(1764 - 1839) of Mount Edgcumbe, Corn., o. s. of 3rd B. Edgcumbe (cr. E. of Mount Edgcumbe 1789); educ. Harrow and Ch.Ch. Oxf. 1781; MP 1786 - 95; m. 1789 Ldy. Sophia Hobart, dau. of 2nd E. of Buckinghamshire; sty. Vct. Valletort 1789 - 95 when suc. fa. as 2nd E.
1777 Florence
1784 - 5 Venice (by 19 May 1784), Padua [Paris, summer] Genoa (autumn), Leghorn, Florence, Rome, Naples, Rome (Easter 1785), Mantua (by 11 May 1785), Reggio [England, summer 1785]
Richard Edgcumbe appears in Zoffany's Tribuna (Windsor), as a thirteen-year-old boy watching Charles Loraine Smith sketching; this is the only evidence for a visit to Italy in 1777.
In 1784 - 5 he was in Italy with De Soyres 'a young French protestant of a very good gentleman's family'.1 Edgcumbe's prime interest was in music and his Italian tour was subsequently described in his Musical Reminiscences (1824, 28 - 37). He had 'just arrived' in Venice on 19 May2 for the Feast of the Ascension and William Assheton saw him there that month.3 He attended concerts given entirely by women (concealed from view) in the Conservatorio dei Mendicanti, which he considered the best of the four musical academies then in Venice.

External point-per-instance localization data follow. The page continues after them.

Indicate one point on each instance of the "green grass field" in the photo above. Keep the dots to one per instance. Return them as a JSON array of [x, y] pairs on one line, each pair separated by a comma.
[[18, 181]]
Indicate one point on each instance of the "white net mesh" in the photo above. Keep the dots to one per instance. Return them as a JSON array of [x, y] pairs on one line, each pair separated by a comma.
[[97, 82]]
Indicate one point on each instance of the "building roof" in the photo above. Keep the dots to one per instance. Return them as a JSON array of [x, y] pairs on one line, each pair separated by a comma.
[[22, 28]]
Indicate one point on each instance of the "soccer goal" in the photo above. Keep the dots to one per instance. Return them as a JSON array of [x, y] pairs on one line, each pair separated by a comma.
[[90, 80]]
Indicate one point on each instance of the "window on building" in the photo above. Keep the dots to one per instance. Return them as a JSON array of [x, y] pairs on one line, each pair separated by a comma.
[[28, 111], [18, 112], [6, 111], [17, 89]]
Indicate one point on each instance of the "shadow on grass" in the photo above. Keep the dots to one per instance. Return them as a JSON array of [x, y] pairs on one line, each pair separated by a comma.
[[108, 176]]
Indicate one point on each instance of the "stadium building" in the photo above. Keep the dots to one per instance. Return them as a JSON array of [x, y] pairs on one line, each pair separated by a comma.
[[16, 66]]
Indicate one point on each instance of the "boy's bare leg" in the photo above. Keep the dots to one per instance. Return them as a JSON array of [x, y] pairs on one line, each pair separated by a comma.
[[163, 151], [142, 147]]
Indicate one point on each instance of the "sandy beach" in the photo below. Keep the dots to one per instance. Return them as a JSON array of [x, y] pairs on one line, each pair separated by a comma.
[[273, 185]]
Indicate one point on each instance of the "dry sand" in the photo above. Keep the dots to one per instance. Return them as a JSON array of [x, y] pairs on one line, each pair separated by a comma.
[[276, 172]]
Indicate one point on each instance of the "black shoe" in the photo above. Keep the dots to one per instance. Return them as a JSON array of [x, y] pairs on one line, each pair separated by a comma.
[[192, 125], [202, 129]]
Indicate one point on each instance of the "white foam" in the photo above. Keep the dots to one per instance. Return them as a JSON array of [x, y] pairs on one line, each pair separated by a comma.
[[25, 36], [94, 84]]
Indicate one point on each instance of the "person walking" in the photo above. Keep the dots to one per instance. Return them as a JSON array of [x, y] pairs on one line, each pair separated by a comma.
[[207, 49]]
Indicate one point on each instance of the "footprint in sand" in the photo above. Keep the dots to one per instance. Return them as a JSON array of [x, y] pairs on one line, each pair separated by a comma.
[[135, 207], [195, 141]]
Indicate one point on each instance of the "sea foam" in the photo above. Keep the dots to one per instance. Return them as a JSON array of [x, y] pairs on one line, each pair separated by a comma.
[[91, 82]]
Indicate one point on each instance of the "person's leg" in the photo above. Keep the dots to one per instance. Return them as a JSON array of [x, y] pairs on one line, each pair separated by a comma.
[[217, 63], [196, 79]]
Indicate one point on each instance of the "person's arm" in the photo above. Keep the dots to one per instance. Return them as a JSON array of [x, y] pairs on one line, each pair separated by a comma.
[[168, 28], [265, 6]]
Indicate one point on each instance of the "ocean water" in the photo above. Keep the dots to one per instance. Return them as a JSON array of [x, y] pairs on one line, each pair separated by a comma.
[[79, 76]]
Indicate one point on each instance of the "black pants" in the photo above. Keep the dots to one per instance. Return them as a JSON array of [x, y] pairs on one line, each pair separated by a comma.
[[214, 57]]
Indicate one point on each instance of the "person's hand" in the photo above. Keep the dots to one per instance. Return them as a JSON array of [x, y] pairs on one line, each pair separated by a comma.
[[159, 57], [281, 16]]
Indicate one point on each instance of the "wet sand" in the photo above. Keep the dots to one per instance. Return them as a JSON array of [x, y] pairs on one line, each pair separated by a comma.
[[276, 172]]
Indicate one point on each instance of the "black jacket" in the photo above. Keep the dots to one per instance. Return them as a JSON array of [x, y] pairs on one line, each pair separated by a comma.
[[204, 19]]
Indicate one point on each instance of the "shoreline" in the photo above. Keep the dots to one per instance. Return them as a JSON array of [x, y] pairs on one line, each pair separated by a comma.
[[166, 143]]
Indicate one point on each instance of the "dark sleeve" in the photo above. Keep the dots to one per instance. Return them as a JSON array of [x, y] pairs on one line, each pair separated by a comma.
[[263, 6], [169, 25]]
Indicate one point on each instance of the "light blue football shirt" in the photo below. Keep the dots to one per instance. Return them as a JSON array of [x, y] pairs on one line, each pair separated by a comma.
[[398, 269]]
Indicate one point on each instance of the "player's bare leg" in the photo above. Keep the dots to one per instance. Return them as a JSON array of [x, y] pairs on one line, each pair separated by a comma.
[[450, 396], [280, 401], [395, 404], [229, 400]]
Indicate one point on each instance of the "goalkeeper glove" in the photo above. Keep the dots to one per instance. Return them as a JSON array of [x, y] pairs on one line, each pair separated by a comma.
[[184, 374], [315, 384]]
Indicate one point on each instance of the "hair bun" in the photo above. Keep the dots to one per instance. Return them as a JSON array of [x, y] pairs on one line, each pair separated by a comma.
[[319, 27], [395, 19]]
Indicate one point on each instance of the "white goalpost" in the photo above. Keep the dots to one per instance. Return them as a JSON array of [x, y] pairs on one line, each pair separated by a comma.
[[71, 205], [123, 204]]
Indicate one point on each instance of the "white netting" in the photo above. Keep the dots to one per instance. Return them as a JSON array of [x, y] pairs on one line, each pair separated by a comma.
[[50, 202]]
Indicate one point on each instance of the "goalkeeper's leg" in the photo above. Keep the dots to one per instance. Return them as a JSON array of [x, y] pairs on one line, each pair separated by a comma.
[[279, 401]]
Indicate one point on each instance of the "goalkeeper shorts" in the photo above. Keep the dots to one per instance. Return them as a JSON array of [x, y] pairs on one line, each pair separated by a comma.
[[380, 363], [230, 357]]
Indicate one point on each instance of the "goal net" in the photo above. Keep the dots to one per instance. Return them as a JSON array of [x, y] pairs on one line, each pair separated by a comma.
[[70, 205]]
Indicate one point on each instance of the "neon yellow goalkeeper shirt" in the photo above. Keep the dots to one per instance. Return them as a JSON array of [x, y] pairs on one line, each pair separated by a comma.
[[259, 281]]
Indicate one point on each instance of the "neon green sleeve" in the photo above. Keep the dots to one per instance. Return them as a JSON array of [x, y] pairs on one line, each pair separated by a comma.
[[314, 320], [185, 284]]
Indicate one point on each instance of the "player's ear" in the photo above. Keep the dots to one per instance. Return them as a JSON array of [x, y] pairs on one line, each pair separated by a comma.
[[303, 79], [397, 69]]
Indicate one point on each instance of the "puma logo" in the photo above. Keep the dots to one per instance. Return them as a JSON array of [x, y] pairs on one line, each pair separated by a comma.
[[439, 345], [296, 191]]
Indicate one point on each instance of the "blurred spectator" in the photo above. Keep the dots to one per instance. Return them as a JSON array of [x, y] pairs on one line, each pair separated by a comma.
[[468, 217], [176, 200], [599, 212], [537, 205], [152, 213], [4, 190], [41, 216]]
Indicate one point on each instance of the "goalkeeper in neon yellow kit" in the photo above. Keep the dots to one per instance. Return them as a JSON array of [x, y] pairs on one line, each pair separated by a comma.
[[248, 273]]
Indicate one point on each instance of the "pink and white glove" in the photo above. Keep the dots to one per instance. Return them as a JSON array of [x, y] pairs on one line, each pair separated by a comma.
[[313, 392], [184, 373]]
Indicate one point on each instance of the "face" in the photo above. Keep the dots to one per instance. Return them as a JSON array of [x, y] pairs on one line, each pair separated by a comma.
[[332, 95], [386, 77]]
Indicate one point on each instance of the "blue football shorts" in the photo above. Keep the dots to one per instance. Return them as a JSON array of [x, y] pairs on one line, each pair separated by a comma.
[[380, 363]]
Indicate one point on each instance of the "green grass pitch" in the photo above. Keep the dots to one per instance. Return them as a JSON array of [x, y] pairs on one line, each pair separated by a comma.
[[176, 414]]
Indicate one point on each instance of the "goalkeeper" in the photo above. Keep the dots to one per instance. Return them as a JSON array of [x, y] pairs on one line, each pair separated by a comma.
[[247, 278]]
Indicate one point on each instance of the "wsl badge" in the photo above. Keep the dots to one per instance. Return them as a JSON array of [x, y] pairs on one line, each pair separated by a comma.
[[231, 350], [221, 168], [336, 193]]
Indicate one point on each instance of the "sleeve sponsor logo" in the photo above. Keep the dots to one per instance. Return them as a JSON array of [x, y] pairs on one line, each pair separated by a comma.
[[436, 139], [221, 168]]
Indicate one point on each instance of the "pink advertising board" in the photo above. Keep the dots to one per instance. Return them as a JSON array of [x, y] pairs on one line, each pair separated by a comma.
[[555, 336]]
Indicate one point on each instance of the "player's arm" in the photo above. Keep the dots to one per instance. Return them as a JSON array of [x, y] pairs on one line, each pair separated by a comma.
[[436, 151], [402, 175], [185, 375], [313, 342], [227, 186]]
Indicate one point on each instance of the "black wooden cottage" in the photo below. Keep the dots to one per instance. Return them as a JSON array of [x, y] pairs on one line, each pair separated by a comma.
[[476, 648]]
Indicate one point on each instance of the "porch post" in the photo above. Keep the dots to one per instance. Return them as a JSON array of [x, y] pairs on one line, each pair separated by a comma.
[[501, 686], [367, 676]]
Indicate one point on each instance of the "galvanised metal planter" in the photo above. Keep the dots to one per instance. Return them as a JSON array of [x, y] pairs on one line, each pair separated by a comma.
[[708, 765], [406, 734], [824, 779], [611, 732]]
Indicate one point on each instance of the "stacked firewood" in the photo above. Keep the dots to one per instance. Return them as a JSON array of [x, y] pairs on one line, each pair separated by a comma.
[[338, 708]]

In Padua he heard, and received hospitality from, the aging Guadagni (who had sung in England before 1771). Edgcumbe then passed the summer in Paris, returning to Genoa in the autumn. He found the opera indifferent in Genoa and Florence. In Rome, where no woman was permitted on the stage, he noted five theatres open, of which two were for serious opera. Naples had 'a thorough good opera' and two theatres for comic opera, but during Lent there was nothing but sacred drama. He was in Rome for Holy Week in 1785 and was much impressed with the singing in the Pope's chapel and with the grand mass at St Peter's on Easter Sunday, sung without accompaniment. He attended the opera in Mantua with Lord Grey de Wilton on 11 May 1785,4 and the last music he heard in Italy was Sarti's opera Medante at Reggio (performed without the main part since the singer was indisposed). He returned to England in the summer of 1785. 'Upon the whole', he concluded, 'I was surprised at hearing so little very good ... and still more so at the extreme badness of much which I have passed over unnoticed'.
1. Wal.Corr., 25:518. 2. Hall jnl.MSS 6325, f.57v. 3. Assheton list MSS. 4. Grey jnl.MSS 1.